QUESTION: Can I ask a follow up on that? Given your concern about regional Australia and those farmers, what can you do now to make sure that we can get to net zero and those farmers can get a financial reward? How can that be structured and how hard are you working to make sure that they do get a payment of some kind?
DAVID LITTLEPROUD: Well, the pilots have started. I haven't messed around with this, the biodiversity plus carbon pilots have started and the remnant ones are now being worked through to start those as well. We'll have a trading platform up by the end of the year in which businesses can trade these biodiversity credits. We are the first country in the world to be able to measure improvement in biodiversity because the reason I came up with this was exactly the point that these farmers had missed the boat in being paid for a property right lost. So I'm trying to square the ledger. This has significant opportunity, not just around carbon abatement, but improvement in the biodiversity, not just a blunt instrument of abating carbon, but actually improving our environment and our landscape. And so this is actually in train , and so- but to do it again, it has to have currency. So, it has to have currency in that not only what we are measuring and then what we are selling to the corporate world has a value.

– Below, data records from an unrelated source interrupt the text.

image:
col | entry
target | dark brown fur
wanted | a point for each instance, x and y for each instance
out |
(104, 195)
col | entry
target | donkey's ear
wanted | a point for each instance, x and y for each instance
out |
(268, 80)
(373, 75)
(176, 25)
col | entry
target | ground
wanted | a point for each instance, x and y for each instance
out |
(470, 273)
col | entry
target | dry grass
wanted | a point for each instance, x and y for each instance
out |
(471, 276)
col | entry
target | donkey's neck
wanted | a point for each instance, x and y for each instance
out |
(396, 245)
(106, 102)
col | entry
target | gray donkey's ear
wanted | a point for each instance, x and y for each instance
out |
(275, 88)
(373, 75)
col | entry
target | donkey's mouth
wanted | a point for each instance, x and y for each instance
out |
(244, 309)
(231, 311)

And we are the first country in the world to be able to do that. This is an astonishing achievement. We own that intellectual property right here in this country.
QUESTION: So, is it possible then if the governments were to go for net zero target by 2050, is it possible to scale up the schemes that you're talking about, have it done by the end of the year, to scale that up, to hit a net zero 2050 target?

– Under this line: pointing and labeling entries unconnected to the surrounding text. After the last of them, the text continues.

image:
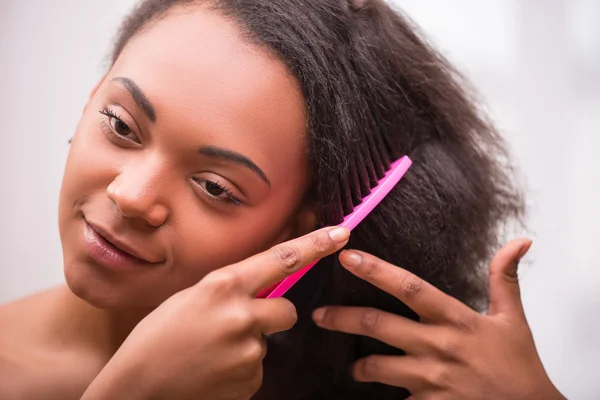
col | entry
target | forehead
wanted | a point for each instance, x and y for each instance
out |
(207, 82)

DAVID LITTLEPROUD: Well, I think this is where the modelling and the detail has to come into, because agriculture and agricultural landscapes, around 50 per cent, and still has to be productive land for agriculture, so they can make a quid. Those programs about looking at rejuvenating landscapes that are scarred and need rejuvenating and in fact, are costing farmers money, so they can get a repayment and get a reward for that. But it's more than just agriculture. So, to sit here and say agriculture can just fix it in one fell swoop just isn't plausible. There's a whole range of industries, and that's why the modelling has to go across a whole range of portfolios to make sure we can look people in the eye and say this is how we're going to get there and who pays for it.

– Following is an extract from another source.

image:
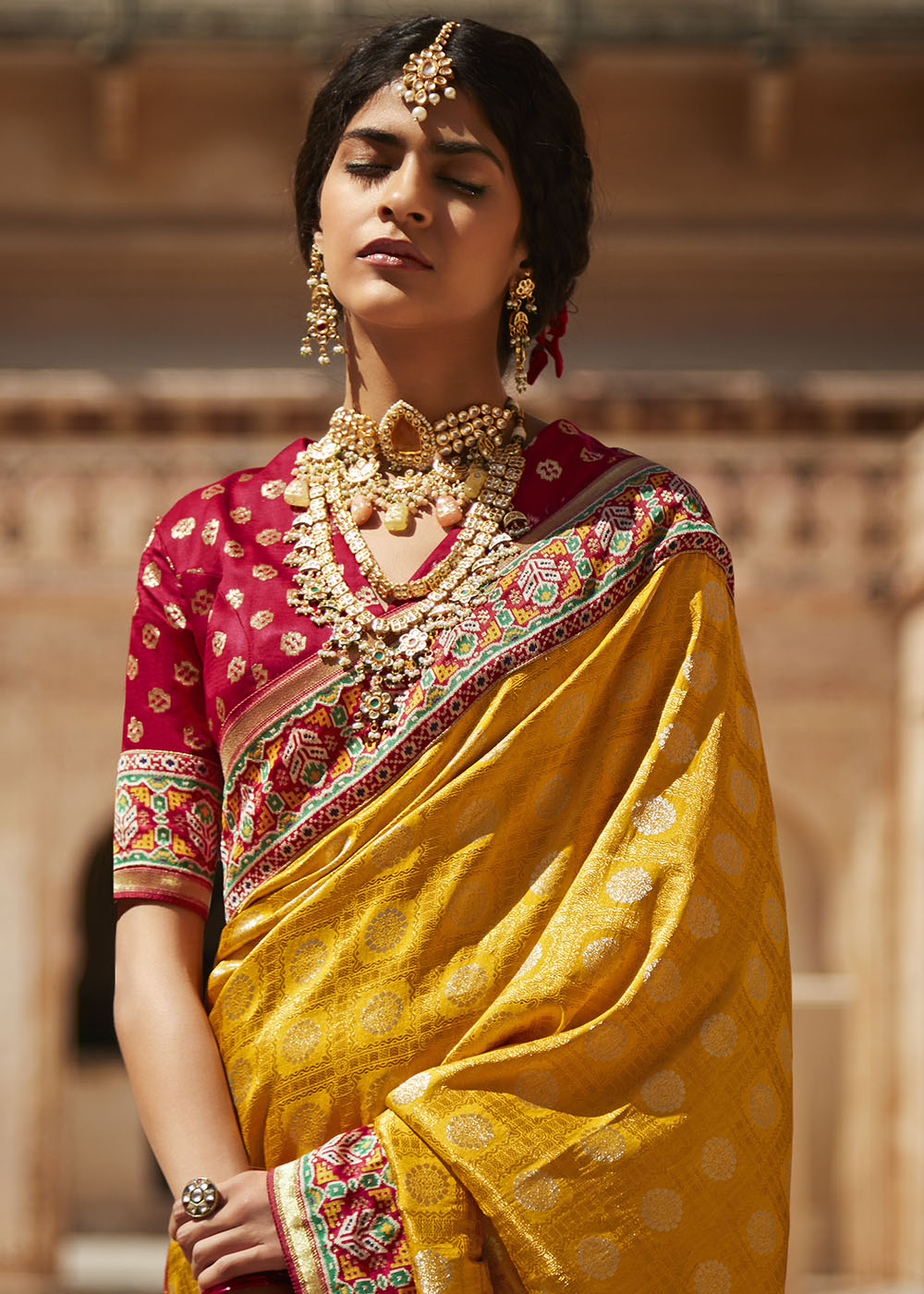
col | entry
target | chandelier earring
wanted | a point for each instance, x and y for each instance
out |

QUESTION: Minister, I think you said a moment ago, if we get to net zero by 2050. Do you still believe that is an if we get there, not a when or how we get there?
DAVID LITTLEPROUD: Well, until we see the detail, I mean, I can't make any statement until we see the detail. And that's what our party room will expect, and that's what we'll make a decision on. Our party room will sit down and look at the detail, because we want to be fair dinkum with people about how we get there, if we can get there. But above all, who pays and how do we pay.
QUESTION: When do you expect the party to get the details on that?
DAVID LITTLEPROUD: Oh, I haven't got that detail for you. That's a question probably for the Energy Minister. Thanks, guys.